Authors
Cho H, Kley T, Li H
Journal
Journal of the Royal Statistical Society, Series B
Citation
J R Stat Soc Series B: Stat Method. 2025. accepted manuscript.
Abstract
For data segmentation in high-dimensional linear regression settings, the regression parameters are often assumed to be sparse segment-wise, which enables many existing methods to estimate the parameters locally via ℓ1-regularised maximum likelihood-type estimation and then contrast them for change point detection. Contrary to this common practice, we show that the exact sparsity of neither regression parameters nor their differences, a.k.a.\ differential parameters, is necessary for consistency in multiple change point detection. In fact, both statistically and computationally, better efficiency is attained by a simple strategy that scans for large discrepancies in local covariance between the regressors and the response.

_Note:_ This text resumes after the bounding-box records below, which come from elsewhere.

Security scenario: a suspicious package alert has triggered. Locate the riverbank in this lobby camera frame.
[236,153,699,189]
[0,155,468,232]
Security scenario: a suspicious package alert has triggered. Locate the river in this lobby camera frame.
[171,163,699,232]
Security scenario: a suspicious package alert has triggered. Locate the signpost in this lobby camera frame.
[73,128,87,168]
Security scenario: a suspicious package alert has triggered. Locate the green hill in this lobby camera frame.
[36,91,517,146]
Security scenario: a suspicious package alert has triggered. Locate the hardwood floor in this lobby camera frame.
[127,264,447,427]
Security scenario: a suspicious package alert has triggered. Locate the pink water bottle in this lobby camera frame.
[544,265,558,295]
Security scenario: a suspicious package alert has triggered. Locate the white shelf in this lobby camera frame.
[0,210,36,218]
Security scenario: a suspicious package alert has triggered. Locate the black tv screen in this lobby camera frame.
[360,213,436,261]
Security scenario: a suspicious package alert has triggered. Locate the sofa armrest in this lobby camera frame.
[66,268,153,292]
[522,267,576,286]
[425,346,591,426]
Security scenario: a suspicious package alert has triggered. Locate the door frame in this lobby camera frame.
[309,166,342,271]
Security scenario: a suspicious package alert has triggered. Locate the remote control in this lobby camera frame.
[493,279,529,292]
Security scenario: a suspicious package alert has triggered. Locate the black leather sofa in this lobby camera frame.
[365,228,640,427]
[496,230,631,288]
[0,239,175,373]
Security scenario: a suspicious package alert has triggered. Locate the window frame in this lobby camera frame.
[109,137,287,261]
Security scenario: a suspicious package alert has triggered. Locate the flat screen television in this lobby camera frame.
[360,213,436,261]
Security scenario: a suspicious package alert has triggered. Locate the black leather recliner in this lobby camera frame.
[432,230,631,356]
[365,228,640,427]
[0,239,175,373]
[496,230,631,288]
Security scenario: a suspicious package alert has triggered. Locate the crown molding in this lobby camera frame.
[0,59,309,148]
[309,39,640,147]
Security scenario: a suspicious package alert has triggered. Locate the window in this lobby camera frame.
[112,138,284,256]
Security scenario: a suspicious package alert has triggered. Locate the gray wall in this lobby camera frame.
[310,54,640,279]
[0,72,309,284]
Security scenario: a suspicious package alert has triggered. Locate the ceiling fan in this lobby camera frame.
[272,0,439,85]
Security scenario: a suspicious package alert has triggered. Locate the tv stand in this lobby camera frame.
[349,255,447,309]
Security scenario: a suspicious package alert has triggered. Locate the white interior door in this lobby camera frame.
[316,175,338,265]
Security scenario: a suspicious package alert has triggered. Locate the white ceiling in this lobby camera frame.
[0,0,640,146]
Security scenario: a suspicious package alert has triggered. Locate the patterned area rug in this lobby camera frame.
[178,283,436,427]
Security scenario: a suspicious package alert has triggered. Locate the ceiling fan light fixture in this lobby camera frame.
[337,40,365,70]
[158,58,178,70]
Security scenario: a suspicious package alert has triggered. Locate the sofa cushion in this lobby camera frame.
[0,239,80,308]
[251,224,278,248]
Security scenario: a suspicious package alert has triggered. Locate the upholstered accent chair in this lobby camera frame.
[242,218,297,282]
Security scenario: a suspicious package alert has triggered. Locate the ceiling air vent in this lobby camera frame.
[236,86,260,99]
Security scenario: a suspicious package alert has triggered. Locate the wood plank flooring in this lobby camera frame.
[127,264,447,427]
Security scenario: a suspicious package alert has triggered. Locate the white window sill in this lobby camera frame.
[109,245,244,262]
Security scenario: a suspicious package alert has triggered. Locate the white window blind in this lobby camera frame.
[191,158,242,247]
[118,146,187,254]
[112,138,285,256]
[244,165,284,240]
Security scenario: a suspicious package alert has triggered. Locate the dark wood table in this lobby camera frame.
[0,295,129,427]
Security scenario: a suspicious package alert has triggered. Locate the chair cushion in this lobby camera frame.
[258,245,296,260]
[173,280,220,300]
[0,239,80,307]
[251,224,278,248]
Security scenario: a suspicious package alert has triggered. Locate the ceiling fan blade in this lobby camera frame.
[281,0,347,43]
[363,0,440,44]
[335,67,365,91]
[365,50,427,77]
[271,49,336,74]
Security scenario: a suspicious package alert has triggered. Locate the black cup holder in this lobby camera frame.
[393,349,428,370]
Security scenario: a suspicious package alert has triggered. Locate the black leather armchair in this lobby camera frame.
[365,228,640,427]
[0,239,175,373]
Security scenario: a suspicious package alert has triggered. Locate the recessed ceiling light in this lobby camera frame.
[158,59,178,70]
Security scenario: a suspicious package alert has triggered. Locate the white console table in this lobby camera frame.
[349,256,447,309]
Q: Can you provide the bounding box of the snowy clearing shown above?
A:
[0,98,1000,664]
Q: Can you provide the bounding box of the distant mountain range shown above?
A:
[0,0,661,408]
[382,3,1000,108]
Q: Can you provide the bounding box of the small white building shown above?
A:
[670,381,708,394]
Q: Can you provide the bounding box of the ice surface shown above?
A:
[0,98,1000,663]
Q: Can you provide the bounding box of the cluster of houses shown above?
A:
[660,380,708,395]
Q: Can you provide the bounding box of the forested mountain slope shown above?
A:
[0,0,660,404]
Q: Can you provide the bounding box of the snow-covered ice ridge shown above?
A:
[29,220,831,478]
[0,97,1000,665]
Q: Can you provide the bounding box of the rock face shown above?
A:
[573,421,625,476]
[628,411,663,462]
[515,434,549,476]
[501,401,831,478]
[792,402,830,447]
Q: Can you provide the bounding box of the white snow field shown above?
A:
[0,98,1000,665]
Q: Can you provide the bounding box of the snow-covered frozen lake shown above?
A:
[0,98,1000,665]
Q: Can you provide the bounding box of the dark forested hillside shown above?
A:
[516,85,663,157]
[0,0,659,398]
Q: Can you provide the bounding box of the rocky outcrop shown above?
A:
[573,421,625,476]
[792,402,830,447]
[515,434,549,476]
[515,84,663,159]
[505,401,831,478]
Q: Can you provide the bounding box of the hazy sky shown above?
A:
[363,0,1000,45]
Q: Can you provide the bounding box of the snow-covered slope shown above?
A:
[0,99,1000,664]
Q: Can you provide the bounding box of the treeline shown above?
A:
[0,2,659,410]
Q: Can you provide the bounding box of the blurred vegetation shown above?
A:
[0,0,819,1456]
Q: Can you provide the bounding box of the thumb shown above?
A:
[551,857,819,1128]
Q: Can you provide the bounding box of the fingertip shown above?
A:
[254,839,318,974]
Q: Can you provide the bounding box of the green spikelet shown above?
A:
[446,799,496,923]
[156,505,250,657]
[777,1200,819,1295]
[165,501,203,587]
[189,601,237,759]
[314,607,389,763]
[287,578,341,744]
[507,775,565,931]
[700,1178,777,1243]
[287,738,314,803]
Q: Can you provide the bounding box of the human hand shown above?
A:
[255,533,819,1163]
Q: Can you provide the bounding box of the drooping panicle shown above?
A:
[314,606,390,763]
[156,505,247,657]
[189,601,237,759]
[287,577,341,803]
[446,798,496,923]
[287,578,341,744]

We go a step further and propose a suite of tools for directly inferring about the differential parameters post-segmentation, which are applicable even when the regression parameters themselves are non-sparse. Theoretical investigations are conducted under general conditions permitting non-Gaussianity, temporal dependence and ultra-high dimensionality. Numerical results from simulated and macroeconomic datasets demonstrate the competitiveness and efficacy of the proposed methods. Implementation of all methods is provided in the R package \texttt{inferchange} on GitHub.